Vampires and Witches Go to School: Contemporary Young Adult Fiction, Gender, and the Gothic

Publication year
2018
Journal
Children's Literature in Education
Volume
49
Pages
6–18
Comment

Here's the abstract:

In the twenty-first century, the Gothic has experienced a cultural resurgence in literature, film, and television for young adult audiences. Young adult readers, poised between childhood and adulthood, have proven especially receptive to the Gothic’s themes of liminality, monstrosity, transgression, romance, and sexuality (James, 2009, p. 116). As part of the Gothic’s incorporation into a broad range of texts for young people, the school story—a conventionally realist genre—has begun to include supernatural gothic characters including vampires, witches, angels, and zombies, and has once again become a popular genre for young readers.
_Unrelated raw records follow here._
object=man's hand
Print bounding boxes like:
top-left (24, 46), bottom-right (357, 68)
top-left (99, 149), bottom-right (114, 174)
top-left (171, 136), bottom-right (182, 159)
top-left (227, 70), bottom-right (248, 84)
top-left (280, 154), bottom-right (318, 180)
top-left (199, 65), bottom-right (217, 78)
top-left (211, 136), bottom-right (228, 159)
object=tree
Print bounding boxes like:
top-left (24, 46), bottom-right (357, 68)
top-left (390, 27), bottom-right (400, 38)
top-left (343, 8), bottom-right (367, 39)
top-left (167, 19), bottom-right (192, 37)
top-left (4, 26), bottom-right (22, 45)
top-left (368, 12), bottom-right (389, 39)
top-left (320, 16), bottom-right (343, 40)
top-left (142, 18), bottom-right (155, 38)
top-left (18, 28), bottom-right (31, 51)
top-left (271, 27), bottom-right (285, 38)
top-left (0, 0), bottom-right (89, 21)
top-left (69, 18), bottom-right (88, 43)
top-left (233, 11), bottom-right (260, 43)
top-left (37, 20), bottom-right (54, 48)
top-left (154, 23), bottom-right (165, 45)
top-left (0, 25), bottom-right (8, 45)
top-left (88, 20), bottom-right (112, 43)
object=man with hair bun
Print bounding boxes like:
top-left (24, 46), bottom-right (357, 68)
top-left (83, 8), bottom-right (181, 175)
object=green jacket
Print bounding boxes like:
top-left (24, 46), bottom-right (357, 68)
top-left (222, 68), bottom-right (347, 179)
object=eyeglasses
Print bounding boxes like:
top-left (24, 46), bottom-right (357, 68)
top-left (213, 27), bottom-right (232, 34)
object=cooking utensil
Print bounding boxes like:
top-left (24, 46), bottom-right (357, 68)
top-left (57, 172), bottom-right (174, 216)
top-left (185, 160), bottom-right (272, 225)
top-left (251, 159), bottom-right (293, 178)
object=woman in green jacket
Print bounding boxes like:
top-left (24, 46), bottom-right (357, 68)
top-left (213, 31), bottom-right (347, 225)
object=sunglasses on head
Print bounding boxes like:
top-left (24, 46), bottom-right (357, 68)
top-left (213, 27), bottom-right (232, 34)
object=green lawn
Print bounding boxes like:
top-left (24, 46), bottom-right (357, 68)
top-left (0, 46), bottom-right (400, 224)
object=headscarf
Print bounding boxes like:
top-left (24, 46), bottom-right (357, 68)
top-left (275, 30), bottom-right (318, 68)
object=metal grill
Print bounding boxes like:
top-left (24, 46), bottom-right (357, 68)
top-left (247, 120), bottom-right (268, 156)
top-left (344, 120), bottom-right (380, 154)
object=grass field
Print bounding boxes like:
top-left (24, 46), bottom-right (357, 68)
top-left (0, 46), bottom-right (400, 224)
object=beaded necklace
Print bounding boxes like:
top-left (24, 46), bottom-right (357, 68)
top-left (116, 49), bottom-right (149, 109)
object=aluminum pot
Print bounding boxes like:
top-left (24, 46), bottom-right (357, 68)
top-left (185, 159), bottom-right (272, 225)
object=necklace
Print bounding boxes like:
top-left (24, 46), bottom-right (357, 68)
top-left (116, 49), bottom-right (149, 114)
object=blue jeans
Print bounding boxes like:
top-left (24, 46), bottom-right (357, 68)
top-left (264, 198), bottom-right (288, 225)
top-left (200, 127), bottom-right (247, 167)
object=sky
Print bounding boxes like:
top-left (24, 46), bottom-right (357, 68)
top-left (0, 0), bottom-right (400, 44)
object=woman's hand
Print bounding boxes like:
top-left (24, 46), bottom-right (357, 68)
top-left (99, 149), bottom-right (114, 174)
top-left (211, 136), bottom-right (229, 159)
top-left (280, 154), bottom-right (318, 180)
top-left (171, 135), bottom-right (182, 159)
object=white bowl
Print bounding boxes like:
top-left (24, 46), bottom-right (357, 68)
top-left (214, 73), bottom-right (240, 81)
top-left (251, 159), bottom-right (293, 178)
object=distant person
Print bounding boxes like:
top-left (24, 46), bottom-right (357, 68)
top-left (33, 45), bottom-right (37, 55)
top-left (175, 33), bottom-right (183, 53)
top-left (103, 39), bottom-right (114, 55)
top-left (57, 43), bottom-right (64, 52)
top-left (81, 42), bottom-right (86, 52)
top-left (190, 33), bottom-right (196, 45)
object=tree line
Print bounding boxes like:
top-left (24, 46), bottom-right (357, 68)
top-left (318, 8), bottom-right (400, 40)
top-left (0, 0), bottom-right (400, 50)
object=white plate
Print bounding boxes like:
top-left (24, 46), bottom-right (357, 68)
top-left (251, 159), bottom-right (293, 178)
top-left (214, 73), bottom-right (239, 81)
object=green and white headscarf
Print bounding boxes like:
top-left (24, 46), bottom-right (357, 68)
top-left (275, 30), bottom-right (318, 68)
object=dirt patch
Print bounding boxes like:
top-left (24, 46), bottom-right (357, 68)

In the past decade, in particular, a large number of Gothic young adult series with female protagonists set in boarding schools have been published (These include Shadow Falls (2011–2013) by C.C. Hunter, Covenant (2011–2013) by Jennifer L. Armentrout, House of Night (2007–2014) by P.C. Cast, Mythos Academy (2011–2014) by Jennifer Estep, The Dragonian (2013–2015) by Adrienne Woods, The Morganville Vampires (2006–2014) by Rachel Caine, Blue Bloods (2006–2013) by Melissa de la Cruz, and Fallen (2009–2012) by Lauren Kate). In this article, we will consider the first books in three such supernatural Gothic series that feature vampires and witches: Richelle Mead’s Vampire Academy (2007), Claudia Gray’s vampire romance Evernight (2008) and Rachel Hawkins’ Hex Hall (2010). These books are significant for the ways in which the traditional school story is adapted and transformed by the Gothic to define models of contemporary girlhood. Although Diane Long Hoeveler suggests that “the ‘body’ that emerges from female gothic textuality is a highly gendered one” (1998, p. 18), what we see in these texts is how the school story setting enables Gothic female protagonists who are unique, disruptive, and potentially transformative, despite the limitations enforced by the heterosexual romance plot. We argue that these novels, while conservative in some respects, rework the school story genre in that they foreground the sexual and romantic desires of girl protagonists regardless of the threat they constitute to the institution and the safety of others.

Note that it is stated that "all three series conclude with the girls involved in heteronormative romantic relationships" (15).